安心安全、損はさせませんぜの「このミス大賞」ものです。何も心配なく、手にしました。
いやぁ、面白かった!
ミステリーものとして読むには、ちとオチが最初の数ページで分かっちゃうものなんだけど、何がすごくて面白かったっていうと、主人公が音楽にひたむきに向き合うその描写は、いわゆる音楽スポ根ものといったところ。
もう、エンターテインメントというしかない。コミック「のだめカンタービレ」の音楽に対する描写もすごいと思ったけど、本作もなかなかイケています。音が鳴らない、聞こえない表現に、どう聴かせるか。本作における、音楽描写への本気度が伝わります。
そして、羨望や嫉妬や、不安や葛藤や様々な多くの人が少なからず抱えている感情。そして、それをむき出しにする者、隠す者、気付かない者、気付く者。たくさんの感情が、描かれています。気持ち悪いぐらい。
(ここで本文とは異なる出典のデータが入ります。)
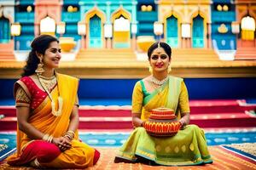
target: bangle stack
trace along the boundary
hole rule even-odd
[[[179,122],[182,124],[182,128],[183,128],[184,126],[186,126],[186,122],[183,119],[180,119]]]
[[[49,135],[49,134],[44,134],[43,136],[43,140],[49,142],[49,143],[52,143],[52,139],[53,139],[53,136],[52,135]]]
[[[74,132],[73,132],[72,130],[69,130],[66,133],[66,134],[64,135],[64,137],[68,138],[70,140],[73,140],[73,137],[74,137]]]

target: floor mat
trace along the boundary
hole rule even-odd
[[[113,163],[114,156],[118,148],[97,148],[101,152],[101,158],[96,166],[88,168],[89,170],[102,169],[256,169],[256,162],[249,159],[243,155],[237,154],[232,150],[227,150],[223,146],[210,146],[209,150],[212,155],[213,163],[202,166],[188,166],[188,167],[164,167],[164,166],[148,166],[141,163]],[[5,162],[2,162],[1,169],[10,170],[31,170],[30,167],[15,167],[9,166]]]

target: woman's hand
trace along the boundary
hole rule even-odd
[[[52,143],[57,145],[61,151],[65,151],[71,148],[71,141],[65,137],[54,138]]]

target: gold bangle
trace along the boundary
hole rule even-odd
[[[47,139],[47,142],[52,143],[52,139],[53,139],[53,136],[50,135],[50,136],[49,136],[49,138],[48,138],[48,139]]]
[[[43,140],[44,140],[44,141],[47,141],[48,140],[48,139],[49,139],[49,134],[44,134],[44,136],[43,136]]]
[[[75,135],[74,132],[73,132],[72,130],[69,130],[67,132],[67,133],[72,133],[73,136]]]

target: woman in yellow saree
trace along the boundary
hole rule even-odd
[[[202,129],[189,123],[189,96],[182,78],[168,76],[171,47],[154,42],[148,51],[152,76],[139,82],[132,94],[132,123],[135,130],[119,149],[115,162],[145,162],[166,166],[212,163]],[[172,137],[153,137],[143,124],[150,110],[174,110],[182,129]]]
[[[58,74],[61,58],[58,40],[42,35],[32,42],[22,77],[15,84],[17,112],[17,153],[13,166],[84,168],[100,153],[79,141],[79,79]]]

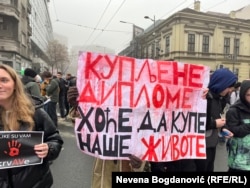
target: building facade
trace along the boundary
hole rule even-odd
[[[18,73],[48,70],[48,42],[53,40],[48,0],[0,1],[0,63]]]
[[[178,11],[134,39],[139,46],[135,57],[203,64],[211,71],[225,67],[239,80],[250,78],[250,20],[238,16],[243,10],[204,13],[195,1],[194,9]]]
[[[0,63],[10,65],[18,73],[32,62],[30,14],[28,0],[0,1]]]
[[[53,28],[49,15],[48,0],[30,0],[32,11],[30,26],[32,28],[32,68],[37,72],[49,70],[47,47],[49,41],[54,39]]]

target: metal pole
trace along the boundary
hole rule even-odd
[[[154,49],[154,59],[156,59],[156,31],[155,31],[155,15],[154,15],[154,43],[155,43],[155,49]]]

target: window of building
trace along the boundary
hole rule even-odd
[[[209,52],[209,36],[207,36],[207,35],[203,35],[202,52],[203,53],[208,53]]]
[[[230,54],[230,38],[224,38],[224,54]]]
[[[234,55],[240,54],[240,39],[234,39]]]
[[[26,36],[22,33],[22,45],[26,46]]]
[[[4,18],[0,16],[0,30],[4,31],[8,29],[7,23],[4,21]]]
[[[195,50],[195,34],[188,34],[188,51],[194,52]]]
[[[166,49],[165,49],[166,54],[169,54],[170,52],[170,37],[166,37]]]

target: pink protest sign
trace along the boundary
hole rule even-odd
[[[208,81],[203,65],[80,53],[78,147],[102,159],[206,158]]]

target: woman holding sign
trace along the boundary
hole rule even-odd
[[[38,132],[39,131],[39,132]],[[50,188],[49,161],[63,140],[43,108],[26,95],[19,75],[0,65],[0,187]]]

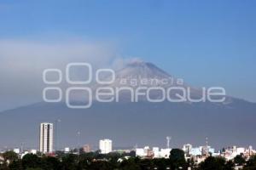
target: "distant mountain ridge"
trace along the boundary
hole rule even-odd
[[[116,80],[108,86],[120,87],[120,78],[138,76],[177,79],[151,63],[136,61],[117,71]],[[97,87],[102,86],[95,88]],[[193,95],[200,92],[192,89]],[[124,94],[123,97],[126,95]],[[227,96],[221,104],[150,103],[143,99],[132,103],[129,99],[119,103],[94,101],[91,108],[84,110],[69,109],[61,102],[42,102],[0,113],[0,135],[3,137],[0,148],[18,147],[20,143],[38,147],[39,122],[54,122],[57,119],[61,120],[58,125],[58,141],[62,148],[76,146],[78,131],[81,132],[82,143],[98,144],[98,139],[110,138],[115,146],[120,147],[136,144],[164,147],[166,136],[172,136],[173,147],[186,143],[204,144],[206,136],[215,147],[225,144],[256,147],[256,104]]]

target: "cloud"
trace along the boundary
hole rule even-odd
[[[116,48],[109,42],[0,40],[0,110],[42,100],[42,72],[69,62],[109,65]]]

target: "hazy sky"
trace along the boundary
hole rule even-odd
[[[0,110],[40,100],[45,67],[128,58],[256,102],[255,7],[253,0],[2,0]]]

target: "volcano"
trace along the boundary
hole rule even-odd
[[[121,79],[125,78],[139,82],[130,82],[128,87],[132,88],[142,85],[141,79],[167,79],[170,82],[166,84],[143,86],[189,87],[195,98],[201,93],[201,88],[179,83],[180,79],[144,61],[128,63],[115,75],[114,82],[109,85],[94,84],[94,91],[99,87],[120,88]],[[181,147],[187,143],[203,144],[206,137],[209,144],[216,148],[233,144],[256,146],[254,103],[229,96],[218,104],[151,103],[143,99],[131,102],[126,93],[120,96],[122,102],[94,100],[90,108],[84,110],[70,109],[62,102],[40,102],[1,112],[0,147],[19,147],[22,143],[25,147],[38,148],[39,123],[55,120],[61,120],[55,133],[58,149],[76,147],[77,132],[80,132],[79,143],[97,144],[98,139],[109,138],[115,148],[132,148],[135,144],[165,147],[166,136],[172,137],[172,147]],[[159,94],[153,95],[158,99]]]

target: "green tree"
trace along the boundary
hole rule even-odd
[[[180,149],[172,149],[171,150],[170,162],[172,169],[186,168],[187,167],[185,153]]]
[[[3,157],[4,160],[4,163],[6,164],[12,163],[14,161],[18,160],[18,155],[12,150],[4,152],[3,154]]]
[[[26,154],[22,158],[23,169],[41,168],[42,160],[37,155]]]
[[[199,165],[200,170],[232,170],[234,169],[234,163],[232,162],[226,162],[222,157],[207,157],[205,162]]]
[[[234,158],[234,162],[239,166],[242,166],[246,163],[246,160],[241,155],[238,155]]]

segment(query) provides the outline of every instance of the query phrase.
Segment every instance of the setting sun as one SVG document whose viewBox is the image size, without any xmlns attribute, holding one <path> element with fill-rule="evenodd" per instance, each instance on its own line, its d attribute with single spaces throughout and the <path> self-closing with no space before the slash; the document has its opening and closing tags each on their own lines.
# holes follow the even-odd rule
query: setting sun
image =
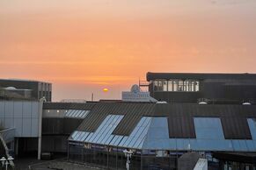
<svg viewBox="0 0 256 170">
<path fill-rule="evenodd" d="M 103 89 L 103 91 L 104 91 L 104 92 L 107 92 L 108 89 L 107 89 L 106 88 L 105 88 L 105 89 Z"/>
</svg>

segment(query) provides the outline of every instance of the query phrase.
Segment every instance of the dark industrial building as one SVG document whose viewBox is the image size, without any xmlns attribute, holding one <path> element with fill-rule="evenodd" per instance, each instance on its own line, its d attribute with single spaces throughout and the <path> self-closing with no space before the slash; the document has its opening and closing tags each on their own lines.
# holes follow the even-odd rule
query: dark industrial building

後半にはいってくると、ぐいぐいと読み手のこちらも汗ばむほど(音楽スポ根だから 笑)。もう、犯人が誰とか、どうでもよくなって来ます(笑)。
「のだめ」のように、登場してくるそれぞれの曲は、聴きたくなりますよ。
てな、ことで久々に楽しめました。でも「ミステリー作品」としては、★は4つになっちゃう。